# Bar Retro pressurised portafilter - how to lose?



## chrisNI (Sep 22, 2009)

I have had a Kenwood Bar Retro for about a year a half or a bit more, I've never really liked it but at the moment it's all I've got (not quite I have a Bar14 Delonghi which is a good wee machine, better in some ways but currently trying to stop it leaking) so what I have just discovered is that the reason the thing always makes everything so foamy is because it has a pressurised portafilter or "Perfect Crema Device" in marketing speak, which as I'm sure a lot of you already know is a double walled portafilter basket with only 1 small hole in the bottom although it looks normal from the top.

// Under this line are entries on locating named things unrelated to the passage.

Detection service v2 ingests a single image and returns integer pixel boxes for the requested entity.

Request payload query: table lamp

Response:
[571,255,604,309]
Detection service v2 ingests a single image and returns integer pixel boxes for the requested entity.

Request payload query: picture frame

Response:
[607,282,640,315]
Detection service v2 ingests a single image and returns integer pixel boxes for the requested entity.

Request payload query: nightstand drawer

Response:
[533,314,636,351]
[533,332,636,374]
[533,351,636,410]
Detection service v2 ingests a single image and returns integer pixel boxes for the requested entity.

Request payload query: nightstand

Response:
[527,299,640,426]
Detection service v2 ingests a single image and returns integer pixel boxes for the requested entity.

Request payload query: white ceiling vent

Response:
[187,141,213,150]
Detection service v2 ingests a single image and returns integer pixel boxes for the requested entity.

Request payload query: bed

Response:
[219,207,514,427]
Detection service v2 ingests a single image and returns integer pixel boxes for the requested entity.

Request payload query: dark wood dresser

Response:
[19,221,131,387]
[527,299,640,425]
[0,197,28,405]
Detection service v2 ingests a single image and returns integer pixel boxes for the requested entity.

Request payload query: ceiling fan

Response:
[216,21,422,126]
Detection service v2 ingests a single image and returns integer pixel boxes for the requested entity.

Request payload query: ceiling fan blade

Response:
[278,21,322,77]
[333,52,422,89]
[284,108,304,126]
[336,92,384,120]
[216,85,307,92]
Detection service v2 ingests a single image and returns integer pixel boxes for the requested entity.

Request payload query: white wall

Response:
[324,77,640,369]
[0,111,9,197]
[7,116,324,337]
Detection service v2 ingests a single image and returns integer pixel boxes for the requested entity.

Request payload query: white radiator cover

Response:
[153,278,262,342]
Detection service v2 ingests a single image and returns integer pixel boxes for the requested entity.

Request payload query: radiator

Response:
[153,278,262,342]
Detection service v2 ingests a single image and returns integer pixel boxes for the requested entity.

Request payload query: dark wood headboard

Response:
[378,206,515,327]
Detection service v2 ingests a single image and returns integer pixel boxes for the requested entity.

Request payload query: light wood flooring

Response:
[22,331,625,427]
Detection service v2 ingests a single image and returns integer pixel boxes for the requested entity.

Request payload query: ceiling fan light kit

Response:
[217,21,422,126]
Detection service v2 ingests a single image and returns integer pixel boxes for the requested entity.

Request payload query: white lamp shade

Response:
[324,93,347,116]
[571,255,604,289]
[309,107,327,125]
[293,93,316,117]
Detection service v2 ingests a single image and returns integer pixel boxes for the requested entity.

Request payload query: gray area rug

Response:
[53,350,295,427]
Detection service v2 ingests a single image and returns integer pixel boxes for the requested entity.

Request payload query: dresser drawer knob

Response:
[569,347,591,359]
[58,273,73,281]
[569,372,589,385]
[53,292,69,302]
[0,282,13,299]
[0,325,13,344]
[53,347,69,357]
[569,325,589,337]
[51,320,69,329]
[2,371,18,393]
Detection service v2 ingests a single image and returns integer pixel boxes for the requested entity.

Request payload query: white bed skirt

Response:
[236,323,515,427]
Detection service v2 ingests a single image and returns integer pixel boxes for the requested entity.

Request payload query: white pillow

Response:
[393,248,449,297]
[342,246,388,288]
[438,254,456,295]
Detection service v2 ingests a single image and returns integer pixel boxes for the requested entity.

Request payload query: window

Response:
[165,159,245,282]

I've seen threads on other forums about this set-up on some Gaggia machines. The Bar Retro is marketed by a number of different companies, including DeLonghi, under different names. My question is this - has anyone had one of these and replaced the pressurised portafilter with a standard one, or does anyone know if any Gaggia portafilters are the same size (they look very similar in photos) so that the ppf could be replaced with an ordinary basket from a Gaggia or if the Delonghi version or some of the others has a normal portafilter option? It appears to be about 52mm across the bottom of the basket and about 60mm across the wider part at the top, below the flange that rests on the top of the portafilter itself. The basket has two dimples at each side that fit into the holder.

I don't know where the perfect crema notion comes from this thing just makes foam, it will foam water on preheat....


----------